De acordo com os dados colhidos pelo levantamento, 26,8% dos eleitores entrevistados declararam que não votariam em Garotinho de forma alguma. O número representa um crescimento expressivo de 5,9 pontos percentuais em comparação com a sondagem anterior do mesmo instituto, ocasião em que o índice de rejeição do político do Republicanos figurava em 20,9%.

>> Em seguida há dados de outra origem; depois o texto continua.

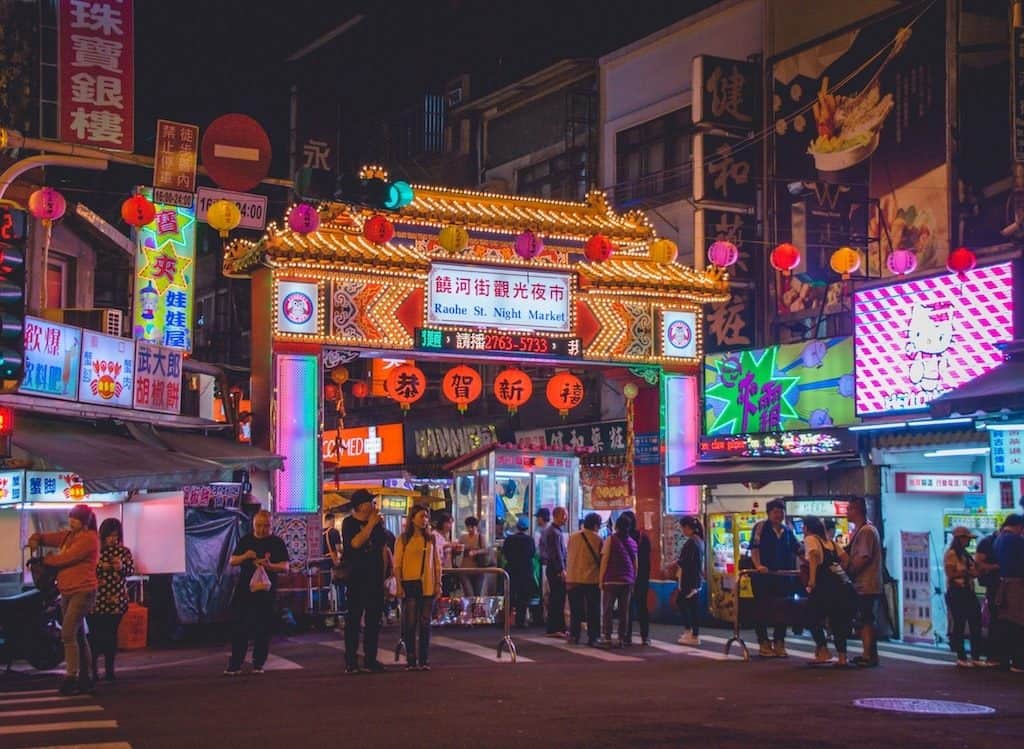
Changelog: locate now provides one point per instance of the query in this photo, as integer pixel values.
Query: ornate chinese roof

A resistência expressada pelo eleitorado coloca o ex-chefe do Executivo fluminense em posição de alerta no início das articulações pré-eleitorais, marcando o nome com a maior margem de vetos entre as opções apresentadas no estado.
Ficha técnica do levantamento

A pesquisa do Instituto Prefab Future foi realizada em campo entre os dias 24 e 29 de julho, por meio de 2.000 entrevistas presenciais distribuídas por diversos municípios do Estado do Rio de Janeiro.

O levantamento está devidamente registrado no Tribunal Superior Eleitoral (TSE) sob o protocolo RJ-02770/2026. A sondagem apresenta um nível de confiança de 95% e margem de erro máxima estimada em 2,19 pontos percentuais para mais ou para menos.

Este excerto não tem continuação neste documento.